Sparganophilus

Scientific classification
- Domain: Eukaryota
- Kingdom: Animalia
- Phylum: Annelida
- Clade: Pleistoannelida
- Clade: Sedentaria
- Class: Clitellata
- Order: Haplotaxida
- Family: Sparganophilidae
- Genus: Sparganophilus

= Sparganophilus =

Genus of annelids

Sparganophilus, the only genus in the family Sparganophilidae, is a group of long, slender, limicolous (mud-dwelling) earthworms native to North America. The number of species is unknown, most of them are undescribed, throughout the continent and into Central America.

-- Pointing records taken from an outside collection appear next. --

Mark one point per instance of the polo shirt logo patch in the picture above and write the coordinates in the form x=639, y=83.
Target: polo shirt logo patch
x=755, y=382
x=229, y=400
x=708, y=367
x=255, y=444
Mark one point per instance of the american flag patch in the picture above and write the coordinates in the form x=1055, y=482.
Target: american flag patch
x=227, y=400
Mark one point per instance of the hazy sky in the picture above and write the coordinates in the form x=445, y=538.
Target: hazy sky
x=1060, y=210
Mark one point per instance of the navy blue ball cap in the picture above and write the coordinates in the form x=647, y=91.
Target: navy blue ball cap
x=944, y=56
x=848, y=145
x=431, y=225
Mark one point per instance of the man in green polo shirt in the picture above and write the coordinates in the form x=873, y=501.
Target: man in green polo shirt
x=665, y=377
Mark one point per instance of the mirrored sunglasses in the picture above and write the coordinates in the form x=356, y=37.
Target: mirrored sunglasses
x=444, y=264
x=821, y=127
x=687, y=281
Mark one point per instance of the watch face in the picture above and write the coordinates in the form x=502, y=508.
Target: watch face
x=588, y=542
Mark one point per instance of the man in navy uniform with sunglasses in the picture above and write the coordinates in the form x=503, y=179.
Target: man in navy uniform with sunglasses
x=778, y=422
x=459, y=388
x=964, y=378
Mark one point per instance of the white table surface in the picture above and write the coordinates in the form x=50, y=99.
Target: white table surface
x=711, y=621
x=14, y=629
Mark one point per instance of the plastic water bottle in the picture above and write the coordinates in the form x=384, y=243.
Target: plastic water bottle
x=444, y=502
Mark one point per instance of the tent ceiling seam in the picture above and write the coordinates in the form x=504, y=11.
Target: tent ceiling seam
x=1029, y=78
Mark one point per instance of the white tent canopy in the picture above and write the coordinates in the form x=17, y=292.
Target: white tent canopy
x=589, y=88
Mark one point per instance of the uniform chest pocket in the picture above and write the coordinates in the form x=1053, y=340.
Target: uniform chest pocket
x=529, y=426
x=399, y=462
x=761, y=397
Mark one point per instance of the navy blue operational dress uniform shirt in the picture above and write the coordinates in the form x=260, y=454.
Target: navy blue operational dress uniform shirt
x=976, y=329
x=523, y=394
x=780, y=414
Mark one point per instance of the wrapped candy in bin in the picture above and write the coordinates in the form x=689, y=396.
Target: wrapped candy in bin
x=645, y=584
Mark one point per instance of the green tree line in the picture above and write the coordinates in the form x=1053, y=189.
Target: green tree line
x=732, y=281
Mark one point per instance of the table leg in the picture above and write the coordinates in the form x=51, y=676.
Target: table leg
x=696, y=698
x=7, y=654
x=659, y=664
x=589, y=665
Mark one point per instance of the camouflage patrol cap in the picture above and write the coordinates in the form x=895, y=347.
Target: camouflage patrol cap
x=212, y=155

One species, S. tamesis, has been introduced into the streams of Europe, where it is now widespread; its synonyms are S. eiseni, S. benhami, S. guatemalensis, S. carnea, S. elongatus, S. cuenoti and, newly, S. langi.

Sparganophilus species are characterised by a simple gut with no gizzard and no typhlosole. They are true earthworms, having a complex vascular system with capillaries and having the male pores far behind the female pores. They were at one time placed in the earthworm family Glossoscolecidae, but at present are considered to constitute their own family.

Sparganophilus species are commonly found in mud next to rivers and streams. They feed in the low oxygen mud and organic material, but with their highly vascularized posterior region on or near the surface.

Sparganophilus has no accepted common name.